Obama needs to win over Clinton's female supporters
— -- Barack Obama at last has won the endorsement of Hillary Rodham Clinton, the woman who came closer to the Democratic presidential nomination than any other. Now he has to win over her millions of female supporters.
Women have been sent to "the back of the bus" again, says Mary Jane Coughlin, 46, a Long Island copywriter who says she will write in Clinton's name in November rather than vote for Obama. "We work twice as hard to get half as far."
Four years ago, women made up more than half the electorate. Democrat John Kerry edged out President Bush among women, 51%-48%, according to surveys of voters as they left polling places.
Obama has said he will stress the differences between himself and presumptive Republican nominee John McCain, especially on issues such as health care, judicial appointments and abortion rights.
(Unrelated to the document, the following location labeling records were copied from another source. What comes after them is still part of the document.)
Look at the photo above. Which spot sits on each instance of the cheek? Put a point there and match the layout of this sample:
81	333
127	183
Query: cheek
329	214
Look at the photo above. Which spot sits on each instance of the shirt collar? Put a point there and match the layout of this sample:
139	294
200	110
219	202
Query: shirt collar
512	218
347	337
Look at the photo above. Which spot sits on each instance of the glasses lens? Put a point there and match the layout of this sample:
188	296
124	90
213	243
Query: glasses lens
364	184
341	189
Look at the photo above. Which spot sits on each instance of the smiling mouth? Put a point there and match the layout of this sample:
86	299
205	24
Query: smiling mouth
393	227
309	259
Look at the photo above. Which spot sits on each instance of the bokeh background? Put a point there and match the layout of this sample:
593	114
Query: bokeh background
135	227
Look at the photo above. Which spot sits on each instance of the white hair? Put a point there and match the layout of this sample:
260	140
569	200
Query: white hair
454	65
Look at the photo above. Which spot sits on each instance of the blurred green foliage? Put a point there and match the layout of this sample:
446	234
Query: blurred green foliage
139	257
Obama campaign spokeswoman Linda Douglass says female voters will respond to Obama's life in a "female-centric" family, as he discusses the influences of his mother, grandmother, wife and mother-in-law. The gender gap in the primaries wasn't anti-Obama, she says, but pro-Clinton. "I don't think it was about him, it was about her."
Groups such as NARAL Pro-Choice America, which endorsed the Illinois senator last month, will also help. The abortion-rights group plans to spend $10 million in the presidential and congressional elections this year, said president Nancy Keenan. It also will target independent and GOP women who favor abortion rights, particularly suburban ones in Pennsylvania and other swing states.
These voters "could be the margin of victory in this race," Keenan says. "They will move once they understand the record of Barack Obama on pro-choice issues."
Clinton consistently won the votes of women during the primaries. Women 65 and older were strongest in their support: She won them by an average of 24 percentage points in contests where voters were surveyed as they left polling places.
In her farewell remarks Saturday, Clinton urged her supporters to back Obama, but acknowledged that their desire to elect a woman will have to wait. "We have to work together for what still can be. And that is why I will work my heart out to make sure that Sen. Obama is our next president," Clinton said.